Callender evidently expected his readers (now primarily Americans) to recognize all those events without needing explanations. “Tarleton’s quarters” had indeed become proverbial, he believed.

That same year, back in London, William Belsham published his Memoirs of the Reign of George III, discussing the fight at Waxhaws in vol. 2:
This movement caused an immediate retreat of such corps as had been there collected for the relief of Charlestown. One of these was unexpectedly attacked and surrounded by Tarleton’s legion, which had marched one hundred and five miles in fifty-four hours.

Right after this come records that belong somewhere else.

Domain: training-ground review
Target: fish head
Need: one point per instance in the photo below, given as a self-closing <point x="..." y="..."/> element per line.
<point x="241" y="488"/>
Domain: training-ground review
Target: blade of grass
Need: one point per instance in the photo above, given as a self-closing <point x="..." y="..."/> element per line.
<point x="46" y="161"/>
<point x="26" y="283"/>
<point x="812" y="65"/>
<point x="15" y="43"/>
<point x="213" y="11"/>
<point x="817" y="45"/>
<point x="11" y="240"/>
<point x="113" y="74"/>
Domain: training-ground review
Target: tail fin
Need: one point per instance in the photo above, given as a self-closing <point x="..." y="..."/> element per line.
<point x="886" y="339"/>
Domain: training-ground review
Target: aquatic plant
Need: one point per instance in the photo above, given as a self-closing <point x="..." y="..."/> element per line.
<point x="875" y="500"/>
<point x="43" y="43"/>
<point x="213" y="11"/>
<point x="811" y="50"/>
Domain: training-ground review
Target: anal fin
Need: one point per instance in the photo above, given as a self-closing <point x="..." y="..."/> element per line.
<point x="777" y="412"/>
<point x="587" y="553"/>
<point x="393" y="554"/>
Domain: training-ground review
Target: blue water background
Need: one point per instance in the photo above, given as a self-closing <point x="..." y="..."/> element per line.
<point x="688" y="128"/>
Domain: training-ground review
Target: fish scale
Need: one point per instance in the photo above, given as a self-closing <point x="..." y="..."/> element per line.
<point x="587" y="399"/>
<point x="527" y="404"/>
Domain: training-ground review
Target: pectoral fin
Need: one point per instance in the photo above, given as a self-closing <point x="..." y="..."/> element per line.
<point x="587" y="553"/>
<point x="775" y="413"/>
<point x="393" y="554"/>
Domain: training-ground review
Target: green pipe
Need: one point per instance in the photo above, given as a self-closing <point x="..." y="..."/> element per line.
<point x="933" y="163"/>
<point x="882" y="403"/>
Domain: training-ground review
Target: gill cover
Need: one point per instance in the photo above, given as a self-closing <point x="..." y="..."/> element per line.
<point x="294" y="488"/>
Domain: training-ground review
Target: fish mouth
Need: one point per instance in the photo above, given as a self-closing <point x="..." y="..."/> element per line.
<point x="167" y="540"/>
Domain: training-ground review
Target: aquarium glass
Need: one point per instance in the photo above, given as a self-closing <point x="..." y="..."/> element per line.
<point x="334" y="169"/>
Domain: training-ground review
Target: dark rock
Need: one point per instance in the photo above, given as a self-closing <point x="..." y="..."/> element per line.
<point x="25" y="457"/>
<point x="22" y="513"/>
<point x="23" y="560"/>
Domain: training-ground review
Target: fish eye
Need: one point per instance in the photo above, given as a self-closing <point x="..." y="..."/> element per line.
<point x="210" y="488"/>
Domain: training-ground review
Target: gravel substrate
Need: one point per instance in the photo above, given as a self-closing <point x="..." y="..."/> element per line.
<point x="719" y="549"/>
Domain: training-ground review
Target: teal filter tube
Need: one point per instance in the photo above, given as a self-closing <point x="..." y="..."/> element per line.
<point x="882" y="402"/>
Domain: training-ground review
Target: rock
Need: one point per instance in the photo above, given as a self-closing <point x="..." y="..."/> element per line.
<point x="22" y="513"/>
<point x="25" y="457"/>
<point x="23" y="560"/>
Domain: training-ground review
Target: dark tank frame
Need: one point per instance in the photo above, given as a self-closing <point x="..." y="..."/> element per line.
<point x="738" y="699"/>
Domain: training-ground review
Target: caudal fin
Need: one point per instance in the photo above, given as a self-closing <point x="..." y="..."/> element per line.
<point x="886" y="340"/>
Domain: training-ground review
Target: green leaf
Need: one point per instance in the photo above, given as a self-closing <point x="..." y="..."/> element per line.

A very feeble resistance was made, and by far the greater part immediately threw down their arms, and begged for quarter: but a few continuing to fire, the British cavalry were ordered to charge, and a terrible slaughter was made amongst the unarmed and unresisting Americans; and from this time Tarleton’s quarter became proverbial.
That seems to be the first appearance of the phrase in a singular form, which became standard in American books in the next century.

The way Gordon and Belcham echoed Ramsay’s “became proverbial” wording shows that those authors, who had no ties to South Carolina, relied on Ramsay’s book. All traces of the phrase lead back to him.

Back in early 1780, Ramsay had been a military surgeon serving with the South Carolina militia. He was captured in the fall of Charleston and then held as a prisoner of war in Florida for nearly a year. Ramsay therefore didn’t have first-hand experience of how Patriots in the countryside reacted to the Battle of Waxhaws, but he undoubtedly knew people who were there.

It would be nice if we could find examples of people referring to “Tarleton’s quarter(s)” during the war, especially if we claim that phrase spread widely and inspired American fighters. It’s possible that Ramsay coined or refined the phrase to express how people had felt a few years before, or that he overstated how many people repeated it at that time. But we can be sure this phrase didn’t arise in the 1800s, unlike other oft-repeated tropes of the Revolution.